We strive to keep all aspects of our infrastructure managed by code instead of people; all of our servers are managed by Chef, Jenkins builds and tests our code, and so on. Additionally, we work to verify that all these things are behaving as expected - though Chef configures a service to run on a server, our monitoring server will verify that that service is, in fact, running. We wanted the same verification to make sure our AWS Security Groups are configured correctly and no unexpected changes have occurred.
This verification process is managed by the same service that watches all our other services for problems: Nagios. We check in a copy of our Security Group configuration to git and ask Nagios to verify the state of the live Security Groups against the checked-in version. If there is any discrepancy, Nagios will page us and alert us to the rule(s) that has/have been added or removed. The extra content field in the alert contains an easy-to-read statement about what changed. For example, "ec2 has an extra rule in the web security group: tcp/80-80 is allowed from 0.0.0.0."
Beyond allowing us to use our existing code review processes for peer review, keeping the configuration in git provides us with an added benefit: we can add comments to the file with more detail about the reason behind a specific rule. No more will you have to remember that port 5666 is for NRPE; you can write a comment to that effect right there in the configuration file. While this isn't too big a deal for standard services, it's a huge benefit when adding custom or obscure services.
Since the AWS API will give you a dump of your Security Groups in JSON, it seemed like the easiest format to use for the configuration file in git. Unfortunately, JSON does not allow for comments (though it is lenient in differences in whitespace). So that we can have comments, the Nagios check will strip any line that matches
/^ *#/ (any line that begins with a
# character) before running it through the JSON parser.
To get started using this check,
- Grab a copy of
check_aws_secgroupsfrom our Ops repo on github. The check requires Python and the Boto library to talk to AWS. Run it once with
-hto see the various flags to configure file locations.
- Set up an automated git checkout on your Nagios server. You'll need to create an ssh key and a user on github that has read-only access.
- Configure it by putting your AWS credentials in
- Get an initial dump of your Security Groups from EC2:
check_aws_secgroups --dump-ec2 > /tmp/serialized_rules.json. You'll probably want to rearrange and reformat the file to maximize readability, as well as add initial comments before checking this into git.
- Configure the Nagios check appropriately..

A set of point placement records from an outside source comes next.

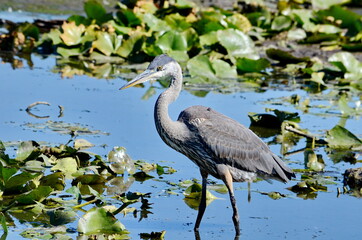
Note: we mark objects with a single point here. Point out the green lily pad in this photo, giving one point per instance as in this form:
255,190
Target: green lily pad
154,23
245,65
349,19
177,22
121,161
107,43
27,151
36,195
66,165
281,23
202,66
82,144
339,137
132,44
72,34
95,10
172,40
347,63
237,43
284,57
193,196
98,220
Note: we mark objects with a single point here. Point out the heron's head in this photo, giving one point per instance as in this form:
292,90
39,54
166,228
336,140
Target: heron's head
161,67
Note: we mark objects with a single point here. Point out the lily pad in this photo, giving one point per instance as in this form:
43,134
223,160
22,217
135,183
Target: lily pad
36,195
339,137
98,220
193,196
281,23
72,34
245,65
283,56
237,43
27,151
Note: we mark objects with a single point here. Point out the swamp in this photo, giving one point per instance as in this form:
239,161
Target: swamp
80,159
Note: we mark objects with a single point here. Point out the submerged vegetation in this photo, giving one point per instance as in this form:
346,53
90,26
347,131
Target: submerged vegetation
310,45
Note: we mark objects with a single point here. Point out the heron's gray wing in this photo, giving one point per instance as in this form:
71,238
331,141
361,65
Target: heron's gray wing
233,144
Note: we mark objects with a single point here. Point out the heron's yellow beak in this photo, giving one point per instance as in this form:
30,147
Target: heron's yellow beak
147,75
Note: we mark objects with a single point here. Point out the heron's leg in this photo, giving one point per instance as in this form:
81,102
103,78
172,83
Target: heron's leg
202,205
228,180
249,194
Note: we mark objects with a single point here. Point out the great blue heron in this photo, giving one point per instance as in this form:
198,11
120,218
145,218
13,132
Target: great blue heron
217,144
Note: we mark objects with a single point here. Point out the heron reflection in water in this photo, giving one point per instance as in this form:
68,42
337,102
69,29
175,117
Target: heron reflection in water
217,144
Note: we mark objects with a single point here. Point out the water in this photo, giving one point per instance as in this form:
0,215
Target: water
128,121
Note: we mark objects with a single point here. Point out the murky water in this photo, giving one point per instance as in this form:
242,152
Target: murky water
128,120
124,119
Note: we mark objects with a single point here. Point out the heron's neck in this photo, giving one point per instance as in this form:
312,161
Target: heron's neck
170,131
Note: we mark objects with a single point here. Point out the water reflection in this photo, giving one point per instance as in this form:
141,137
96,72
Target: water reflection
197,236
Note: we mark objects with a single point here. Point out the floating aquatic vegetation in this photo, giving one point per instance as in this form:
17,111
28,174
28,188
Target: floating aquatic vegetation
64,128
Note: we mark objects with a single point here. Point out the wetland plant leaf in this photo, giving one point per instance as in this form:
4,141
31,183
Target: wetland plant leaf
239,21
36,195
347,63
72,34
281,23
107,43
3,223
353,178
5,174
154,23
19,183
194,192
82,144
142,176
272,121
323,4
27,151
177,22
209,38
128,18
172,40
339,137
55,180
245,65
68,52
98,220
201,66
193,196
274,195
153,235
120,161
89,179
132,44
284,57
237,43
95,10
60,217
349,20
66,165
307,189
313,161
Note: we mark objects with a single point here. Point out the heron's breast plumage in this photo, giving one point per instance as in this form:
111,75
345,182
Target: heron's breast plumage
217,139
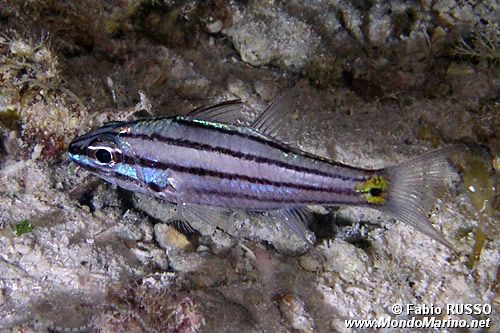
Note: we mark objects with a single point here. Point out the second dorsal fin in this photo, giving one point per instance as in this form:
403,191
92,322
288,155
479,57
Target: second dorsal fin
271,120
226,112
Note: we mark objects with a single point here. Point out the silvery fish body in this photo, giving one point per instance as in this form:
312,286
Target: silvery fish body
196,159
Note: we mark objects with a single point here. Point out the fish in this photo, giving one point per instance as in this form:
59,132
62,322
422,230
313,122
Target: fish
209,159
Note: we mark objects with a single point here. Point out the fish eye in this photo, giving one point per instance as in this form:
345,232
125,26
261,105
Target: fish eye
105,152
103,156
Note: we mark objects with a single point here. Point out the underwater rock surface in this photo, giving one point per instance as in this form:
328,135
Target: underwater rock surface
382,81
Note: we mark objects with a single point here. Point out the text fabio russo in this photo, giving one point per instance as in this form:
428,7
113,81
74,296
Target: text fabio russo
448,309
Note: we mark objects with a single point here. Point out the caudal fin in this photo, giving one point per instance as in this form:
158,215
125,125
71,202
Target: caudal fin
413,186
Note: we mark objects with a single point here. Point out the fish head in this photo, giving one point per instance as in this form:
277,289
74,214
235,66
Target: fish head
101,152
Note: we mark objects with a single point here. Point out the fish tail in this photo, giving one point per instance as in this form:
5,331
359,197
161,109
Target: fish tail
411,189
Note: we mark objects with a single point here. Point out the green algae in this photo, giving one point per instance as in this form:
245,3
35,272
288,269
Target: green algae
9,119
22,228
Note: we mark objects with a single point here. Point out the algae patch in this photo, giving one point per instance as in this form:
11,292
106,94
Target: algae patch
22,228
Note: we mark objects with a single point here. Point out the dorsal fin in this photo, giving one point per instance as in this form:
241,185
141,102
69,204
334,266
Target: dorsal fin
271,120
226,112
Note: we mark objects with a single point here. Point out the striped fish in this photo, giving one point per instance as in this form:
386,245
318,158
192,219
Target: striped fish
203,158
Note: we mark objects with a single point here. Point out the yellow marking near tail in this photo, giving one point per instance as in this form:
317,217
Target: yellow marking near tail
374,189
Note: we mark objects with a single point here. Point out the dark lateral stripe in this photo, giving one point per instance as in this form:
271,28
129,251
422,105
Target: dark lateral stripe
198,171
270,199
236,154
271,143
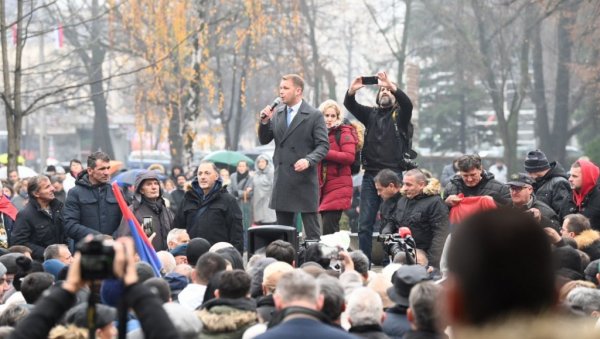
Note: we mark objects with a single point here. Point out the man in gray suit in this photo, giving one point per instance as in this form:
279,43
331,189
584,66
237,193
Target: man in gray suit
301,141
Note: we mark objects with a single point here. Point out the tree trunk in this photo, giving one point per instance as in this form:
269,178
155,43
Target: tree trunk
562,92
402,52
542,125
101,133
175,137
12,94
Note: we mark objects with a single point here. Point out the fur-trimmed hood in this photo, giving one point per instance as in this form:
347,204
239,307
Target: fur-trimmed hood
586,238
227,315
433,187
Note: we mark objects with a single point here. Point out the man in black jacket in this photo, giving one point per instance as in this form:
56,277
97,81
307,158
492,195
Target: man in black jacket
474,181
208,211
388,184
521,194
387,127
91,206
40,223
422,210
551,184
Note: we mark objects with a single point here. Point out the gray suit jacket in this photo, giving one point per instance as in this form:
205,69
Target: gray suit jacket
305,138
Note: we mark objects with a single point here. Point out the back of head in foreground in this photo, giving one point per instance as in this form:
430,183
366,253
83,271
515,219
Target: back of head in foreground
500,265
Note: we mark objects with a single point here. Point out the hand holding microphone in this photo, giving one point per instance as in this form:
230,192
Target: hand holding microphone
267,112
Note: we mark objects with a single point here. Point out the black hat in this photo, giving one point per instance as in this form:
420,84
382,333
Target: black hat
520,180
78,315
536,161
404,279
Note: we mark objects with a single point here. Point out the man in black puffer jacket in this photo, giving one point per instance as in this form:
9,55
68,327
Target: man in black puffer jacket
551,184
91,206
422,210
40,223
474,181
208,211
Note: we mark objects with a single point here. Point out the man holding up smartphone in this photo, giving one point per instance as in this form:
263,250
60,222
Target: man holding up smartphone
388,134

Getting an automated git checkout was a little harder than expected; there are a few variables that make it easier.
Here is the crontab entry:
*/10 * * * * export GIT_SSH=/var/lib/git_checkout/.ssh/git_ssh_wrapper.sh; export GIT_DIR=/var/lib/git_checkout/chef-repo/.git; export GIT_WORK_TREE=/var/lib/git_checkout/chef-repo; git fetch -q && git fetch --tags -q && git reset -q --hard origin/master
The git_ssh_wrapper.sh makes sure ssh won't balk at github's host key and gives the path to your read-only user's ssh key.
/usr/bin/env ssh -o "StrictHostKeyChecking=no" -i "/var/lib/git_checkout/.ssh/id_rsa" "$@"
Enjoy your deeper sleep, as you rest assured that your Security Groups really are what you know they should be!